Tokenizer training script#

Use this script to train tokenizer on a dataset.

This script must be run before training language model. Once a tokenizer is trained it can be shared throughout different scripts.

The following script train a character tokenizer CharTknzr on demo dataset DemoDset.

python -m lmp.script.train_tknzr character

The tokenizer training experiment is named as my_tknzr_exp. The training result will be saved at path project_root/exp/my_tknzr_exp and can be reused by other scripts. To use different name, one can set the --exp_name argument.

python -m lmp.script.train_tknzr character --exp_name other_name

One might need to train tokenizer on different dataset. This can be achieved using --dset_name argument.

python -m lmp.script.train_tknzr character --dset_name wiki-text-2

Tokenizer’s hyperparameters can be passed as arguments. For example, one can set max_vocab and min_count using --max_vocab and --min_count arguments.

python -m lmp.script.train_tknzr character --max_vocab 100 --min_count 2

Note that boolean hyperparameters are set to False if not given, and set to True if given.

# Setting `is_uncased=False`.
python -m lmp.script.train_tknzr character
# Setting `is_uncased=True`.
python -m lmp.script.train_tknzr character --is_uncased

To train a different tokenizer, change the first argument to the specific tokenizer’s name.

python -m lmp.script.train_tknzr whitespace

You can use -h or --help options to get a list of available tokenizers.

python -m lmp.script.train_tknzr -h

You can use -h or --help options on a specific tokenizer to get a list of supported CLI arguments.

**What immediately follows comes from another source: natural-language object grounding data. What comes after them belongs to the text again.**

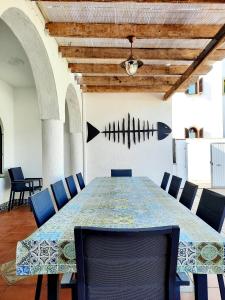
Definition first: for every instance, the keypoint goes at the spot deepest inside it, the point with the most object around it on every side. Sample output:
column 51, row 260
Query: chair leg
column 20, row 199
column 10, row 200
column 178, row 293
column 221, row 286
column 74, row 292
column 38, row 287
column 201, row 286
column 13, row 199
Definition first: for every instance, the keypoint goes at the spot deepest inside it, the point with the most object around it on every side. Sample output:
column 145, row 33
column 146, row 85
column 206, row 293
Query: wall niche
column 193, row 132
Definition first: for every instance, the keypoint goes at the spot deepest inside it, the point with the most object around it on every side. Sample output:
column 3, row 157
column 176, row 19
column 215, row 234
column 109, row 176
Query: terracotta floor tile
column 212, row 281
column 17, row 225
column 214, row 294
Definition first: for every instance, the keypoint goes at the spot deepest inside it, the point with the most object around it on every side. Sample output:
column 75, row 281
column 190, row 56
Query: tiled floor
column 18, row 224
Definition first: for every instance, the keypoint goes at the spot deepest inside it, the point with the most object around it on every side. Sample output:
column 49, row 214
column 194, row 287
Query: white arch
column 75, row 123
column 27, row 34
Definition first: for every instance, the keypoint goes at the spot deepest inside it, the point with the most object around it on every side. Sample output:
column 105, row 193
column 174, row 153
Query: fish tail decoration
column 129, row 131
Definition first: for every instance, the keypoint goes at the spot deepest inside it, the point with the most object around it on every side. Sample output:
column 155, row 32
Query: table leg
column 53, row 287
column 201, row 286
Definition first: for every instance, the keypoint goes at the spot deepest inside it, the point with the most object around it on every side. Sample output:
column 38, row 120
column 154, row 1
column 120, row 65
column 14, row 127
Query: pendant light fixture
column 131, row 65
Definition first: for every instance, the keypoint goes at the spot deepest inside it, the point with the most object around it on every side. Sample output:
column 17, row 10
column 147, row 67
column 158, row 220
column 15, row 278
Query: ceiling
column 177, row 41
column 14, row 65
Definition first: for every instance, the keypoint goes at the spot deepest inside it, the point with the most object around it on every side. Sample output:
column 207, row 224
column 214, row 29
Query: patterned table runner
column 134, row 202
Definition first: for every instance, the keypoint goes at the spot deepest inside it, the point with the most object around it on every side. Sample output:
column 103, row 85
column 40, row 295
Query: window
column 1, row 148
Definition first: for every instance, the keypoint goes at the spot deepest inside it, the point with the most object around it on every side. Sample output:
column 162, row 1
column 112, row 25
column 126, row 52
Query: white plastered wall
column 148, row 158
column 26, row 21
column 7, row 120
column 61, row 74
column 201, row 111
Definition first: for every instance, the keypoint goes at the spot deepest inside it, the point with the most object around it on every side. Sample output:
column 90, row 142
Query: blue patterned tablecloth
column 134, row 202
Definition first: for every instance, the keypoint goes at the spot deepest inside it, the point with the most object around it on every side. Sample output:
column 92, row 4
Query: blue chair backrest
column 59, row 193
column 211, row 209
column 42, row 207
column 16, row 173
column 71, row 186
column 174, row 186
column 165, row 180
column 80, row 181
column 188, row 194
column 126, row 263
column 121, row 173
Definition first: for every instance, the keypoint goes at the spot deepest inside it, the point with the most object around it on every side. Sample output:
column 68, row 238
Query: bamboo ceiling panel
column 118, row 61
column 138, row 43
column 134, row 13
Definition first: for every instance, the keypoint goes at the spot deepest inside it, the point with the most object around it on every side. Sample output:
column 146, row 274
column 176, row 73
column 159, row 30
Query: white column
column 76, row 152
column 52, row 151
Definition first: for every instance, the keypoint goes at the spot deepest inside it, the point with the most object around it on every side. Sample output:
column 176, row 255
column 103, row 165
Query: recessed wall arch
column 27, row 34
column 75, row 123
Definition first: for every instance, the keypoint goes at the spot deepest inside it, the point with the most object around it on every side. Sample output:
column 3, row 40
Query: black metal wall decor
column 132, row 130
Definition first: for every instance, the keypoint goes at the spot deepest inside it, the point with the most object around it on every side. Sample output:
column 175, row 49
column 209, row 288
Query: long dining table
column 119, row 202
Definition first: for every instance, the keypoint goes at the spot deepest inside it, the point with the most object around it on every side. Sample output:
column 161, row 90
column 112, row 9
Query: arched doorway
column 27, row 143
column 27, row 34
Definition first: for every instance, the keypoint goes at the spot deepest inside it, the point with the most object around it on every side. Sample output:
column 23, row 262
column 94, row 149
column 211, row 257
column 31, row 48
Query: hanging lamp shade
column 131, row 65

python -m lmp.script.train_tknzr whitespace -h

See also

lmp.dset

All available datasets.

lmp.script.sample_dset

Get a glimpse on all available datasets.

lmp.script.tknz_txt

Use pre-trained tokenizer to perform tokenization on given text.

lmp.tknzr

All available tokenizers.

lmp.script.train_tknzr.main(argv: List[str]) None[source]#

Script entry point.

Parameters

argv (list[str]) – List of CLI arguments.

Return type

None

lmp.script.train_tknzr.parse_args(argv: List[str]) Namespace[source]#

Parse CLI arguments.

Parameters

argv (list[str]) – List of CLI arguments.

See also

sys.argv

Python CLI arguments interface.

Returns

Parsed CLI arguments.

Return type

argparse.Namespace